In his initial trial of the losartan-sunitinib combination in dogs, Regan saw 50% of patients achieve longer-term disease stabilization and 25% that saw regression of tumors. It’s a good start, he says, but he’s hopeful that adding the CAR T product to the mix leads to even better results.
“It’s a good backbone,” he says of the previous study, “but I think we can build on it. In the setting of metastatic disease, where basically nothing works, it’s a big success to have 25% regression. But could we get 50% regression with the addition of CAR T cells? That would be a huge ask, but that’s what we’re trying to find out.”
Thankful for support
Both researchers say they are grateful to the V Foundation for supporting the research that could have life-saving repercussions for pediatric patients down the line.

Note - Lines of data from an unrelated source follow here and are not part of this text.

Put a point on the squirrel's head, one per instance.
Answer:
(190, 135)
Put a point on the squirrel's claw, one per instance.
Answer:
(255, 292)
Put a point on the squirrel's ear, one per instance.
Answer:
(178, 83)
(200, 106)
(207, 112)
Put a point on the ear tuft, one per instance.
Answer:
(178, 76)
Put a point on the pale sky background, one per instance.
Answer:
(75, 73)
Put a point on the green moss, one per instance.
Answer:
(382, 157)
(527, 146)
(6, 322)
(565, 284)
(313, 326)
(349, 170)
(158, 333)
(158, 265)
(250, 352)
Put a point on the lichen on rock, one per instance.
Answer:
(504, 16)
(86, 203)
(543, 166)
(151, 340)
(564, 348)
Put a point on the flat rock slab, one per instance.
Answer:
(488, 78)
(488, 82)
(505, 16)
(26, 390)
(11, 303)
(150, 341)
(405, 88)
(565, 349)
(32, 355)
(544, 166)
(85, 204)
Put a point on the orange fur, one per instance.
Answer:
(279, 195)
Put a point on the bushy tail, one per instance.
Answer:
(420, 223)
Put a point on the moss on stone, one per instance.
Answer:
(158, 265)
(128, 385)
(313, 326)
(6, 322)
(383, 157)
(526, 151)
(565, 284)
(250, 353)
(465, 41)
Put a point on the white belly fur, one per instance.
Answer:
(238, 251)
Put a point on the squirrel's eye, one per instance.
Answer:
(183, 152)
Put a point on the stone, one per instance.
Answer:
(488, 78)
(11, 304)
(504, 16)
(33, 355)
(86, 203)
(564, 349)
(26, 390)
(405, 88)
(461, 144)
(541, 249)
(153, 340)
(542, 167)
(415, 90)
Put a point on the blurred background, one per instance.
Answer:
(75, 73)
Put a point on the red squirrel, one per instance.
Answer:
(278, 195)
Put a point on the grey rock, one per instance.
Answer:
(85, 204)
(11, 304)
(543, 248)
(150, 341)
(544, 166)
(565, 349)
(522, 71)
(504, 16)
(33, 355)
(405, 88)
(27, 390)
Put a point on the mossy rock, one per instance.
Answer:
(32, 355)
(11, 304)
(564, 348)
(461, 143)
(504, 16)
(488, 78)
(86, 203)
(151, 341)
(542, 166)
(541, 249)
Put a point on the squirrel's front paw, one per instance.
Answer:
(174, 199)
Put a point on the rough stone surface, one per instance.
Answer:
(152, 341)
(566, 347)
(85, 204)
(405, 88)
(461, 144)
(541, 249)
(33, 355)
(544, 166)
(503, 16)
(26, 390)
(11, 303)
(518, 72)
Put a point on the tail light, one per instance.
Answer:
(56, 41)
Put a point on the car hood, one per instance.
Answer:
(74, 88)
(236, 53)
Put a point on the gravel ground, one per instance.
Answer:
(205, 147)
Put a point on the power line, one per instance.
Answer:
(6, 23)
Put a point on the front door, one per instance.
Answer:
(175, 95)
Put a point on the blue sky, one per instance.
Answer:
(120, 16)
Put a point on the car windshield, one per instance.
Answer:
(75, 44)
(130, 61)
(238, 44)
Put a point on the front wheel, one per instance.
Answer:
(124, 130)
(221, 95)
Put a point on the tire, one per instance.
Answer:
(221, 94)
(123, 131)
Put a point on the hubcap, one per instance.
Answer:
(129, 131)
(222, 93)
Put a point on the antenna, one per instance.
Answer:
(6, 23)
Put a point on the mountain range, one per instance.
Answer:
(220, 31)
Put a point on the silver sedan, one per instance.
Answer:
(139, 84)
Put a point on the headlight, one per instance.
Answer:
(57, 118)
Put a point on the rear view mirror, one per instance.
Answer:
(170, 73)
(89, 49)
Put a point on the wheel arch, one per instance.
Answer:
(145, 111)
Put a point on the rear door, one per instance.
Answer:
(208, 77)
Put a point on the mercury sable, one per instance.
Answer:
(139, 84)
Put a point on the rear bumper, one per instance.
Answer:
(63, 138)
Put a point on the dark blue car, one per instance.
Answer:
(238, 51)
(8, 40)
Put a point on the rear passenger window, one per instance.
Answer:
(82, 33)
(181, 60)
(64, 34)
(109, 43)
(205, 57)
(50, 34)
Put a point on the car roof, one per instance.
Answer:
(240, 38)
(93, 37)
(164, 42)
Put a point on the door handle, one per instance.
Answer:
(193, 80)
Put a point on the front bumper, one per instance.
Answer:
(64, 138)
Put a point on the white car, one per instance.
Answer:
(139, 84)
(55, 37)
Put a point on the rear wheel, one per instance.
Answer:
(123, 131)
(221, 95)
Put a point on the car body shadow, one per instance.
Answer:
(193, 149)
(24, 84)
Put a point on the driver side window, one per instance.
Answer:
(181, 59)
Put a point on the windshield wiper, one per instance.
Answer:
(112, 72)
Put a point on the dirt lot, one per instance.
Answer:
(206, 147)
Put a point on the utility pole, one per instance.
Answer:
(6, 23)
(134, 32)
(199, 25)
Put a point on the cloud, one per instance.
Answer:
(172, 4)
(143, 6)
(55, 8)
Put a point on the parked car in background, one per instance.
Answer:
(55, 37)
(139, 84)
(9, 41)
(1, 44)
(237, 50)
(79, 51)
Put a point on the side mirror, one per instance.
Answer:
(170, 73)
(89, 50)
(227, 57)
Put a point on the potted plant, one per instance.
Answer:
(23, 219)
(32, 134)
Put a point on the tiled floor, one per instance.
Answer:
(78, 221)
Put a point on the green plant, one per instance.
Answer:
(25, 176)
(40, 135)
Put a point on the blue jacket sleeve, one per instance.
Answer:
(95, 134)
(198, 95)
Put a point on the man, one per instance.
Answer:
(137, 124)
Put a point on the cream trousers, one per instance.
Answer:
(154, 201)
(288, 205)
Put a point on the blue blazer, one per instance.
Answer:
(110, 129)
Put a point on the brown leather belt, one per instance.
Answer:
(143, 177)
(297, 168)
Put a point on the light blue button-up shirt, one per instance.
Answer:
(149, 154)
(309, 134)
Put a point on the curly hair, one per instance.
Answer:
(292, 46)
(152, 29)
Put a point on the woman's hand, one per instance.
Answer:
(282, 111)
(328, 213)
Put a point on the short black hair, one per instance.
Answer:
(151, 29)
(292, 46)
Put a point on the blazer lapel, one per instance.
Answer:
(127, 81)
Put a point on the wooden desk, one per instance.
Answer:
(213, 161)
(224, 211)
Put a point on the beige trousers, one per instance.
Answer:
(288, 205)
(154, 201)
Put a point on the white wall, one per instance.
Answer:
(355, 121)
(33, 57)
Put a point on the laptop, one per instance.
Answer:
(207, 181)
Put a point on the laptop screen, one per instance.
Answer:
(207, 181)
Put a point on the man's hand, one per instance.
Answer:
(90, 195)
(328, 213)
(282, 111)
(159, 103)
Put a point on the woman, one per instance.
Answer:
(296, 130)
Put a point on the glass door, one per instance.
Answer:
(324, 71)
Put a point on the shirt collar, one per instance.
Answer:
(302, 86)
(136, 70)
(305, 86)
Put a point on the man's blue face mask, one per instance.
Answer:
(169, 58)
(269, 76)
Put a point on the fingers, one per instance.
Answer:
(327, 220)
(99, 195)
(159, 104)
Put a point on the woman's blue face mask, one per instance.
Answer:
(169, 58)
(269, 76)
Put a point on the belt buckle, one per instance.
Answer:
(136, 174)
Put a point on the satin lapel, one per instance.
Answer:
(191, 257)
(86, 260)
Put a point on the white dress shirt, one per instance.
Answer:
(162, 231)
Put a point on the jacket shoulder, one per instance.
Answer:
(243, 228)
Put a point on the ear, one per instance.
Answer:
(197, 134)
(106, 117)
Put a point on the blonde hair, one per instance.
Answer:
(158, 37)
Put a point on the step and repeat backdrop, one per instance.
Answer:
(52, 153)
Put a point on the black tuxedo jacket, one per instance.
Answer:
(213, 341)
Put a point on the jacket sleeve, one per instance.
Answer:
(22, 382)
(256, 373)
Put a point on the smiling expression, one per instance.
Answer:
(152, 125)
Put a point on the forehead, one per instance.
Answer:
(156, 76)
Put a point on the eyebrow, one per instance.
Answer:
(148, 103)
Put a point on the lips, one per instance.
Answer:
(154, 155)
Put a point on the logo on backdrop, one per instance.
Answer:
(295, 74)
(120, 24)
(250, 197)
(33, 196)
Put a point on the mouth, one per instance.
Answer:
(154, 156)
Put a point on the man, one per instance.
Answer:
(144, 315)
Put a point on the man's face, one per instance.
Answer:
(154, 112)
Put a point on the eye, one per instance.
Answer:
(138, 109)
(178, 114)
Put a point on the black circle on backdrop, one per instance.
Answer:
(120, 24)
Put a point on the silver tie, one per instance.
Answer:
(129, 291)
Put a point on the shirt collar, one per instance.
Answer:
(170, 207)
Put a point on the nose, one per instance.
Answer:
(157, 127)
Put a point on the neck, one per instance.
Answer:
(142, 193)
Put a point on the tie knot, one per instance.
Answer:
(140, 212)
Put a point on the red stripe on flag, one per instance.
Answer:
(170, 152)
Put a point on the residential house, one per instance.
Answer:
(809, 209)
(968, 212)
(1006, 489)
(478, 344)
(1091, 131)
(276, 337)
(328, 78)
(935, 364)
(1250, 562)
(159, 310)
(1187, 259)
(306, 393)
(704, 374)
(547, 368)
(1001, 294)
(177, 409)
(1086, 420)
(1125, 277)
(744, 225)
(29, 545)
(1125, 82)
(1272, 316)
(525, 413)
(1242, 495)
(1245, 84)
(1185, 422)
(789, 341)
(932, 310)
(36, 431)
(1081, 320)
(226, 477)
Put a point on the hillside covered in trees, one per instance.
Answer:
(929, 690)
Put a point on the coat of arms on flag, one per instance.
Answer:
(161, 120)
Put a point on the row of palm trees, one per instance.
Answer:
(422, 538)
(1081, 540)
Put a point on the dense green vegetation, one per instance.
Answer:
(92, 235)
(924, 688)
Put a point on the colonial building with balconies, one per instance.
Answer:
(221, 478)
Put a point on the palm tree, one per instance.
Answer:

“It’s not always easy to get financial support for this type of comparative oncology approach, so getting buy-in from an organization like the V Foundation is encouraging and motivating, and we’re really grateful and appreciative for that,” Regan says. “Mike and I clearly believe in the utility of this approach to hopefully accelerate therapeutic development for this rare cancer, and getting this grant shows that the foundation also potentially believes in that potential.”
The V Foundation support is “incredibly humbling,” Leibowitz adds. “We’re grateful for the support, because, quite honestly, without monetary support, it would be very difficult to perform a trial like this. We’re going to learn a lot about the biology of this disease, and how these interventions change the tumor microenvironment. Regardless of if this is successful or not, I think it will lead to more interesting questions, and perhaps new and different targeted therapies. It’s incredibly exciting.”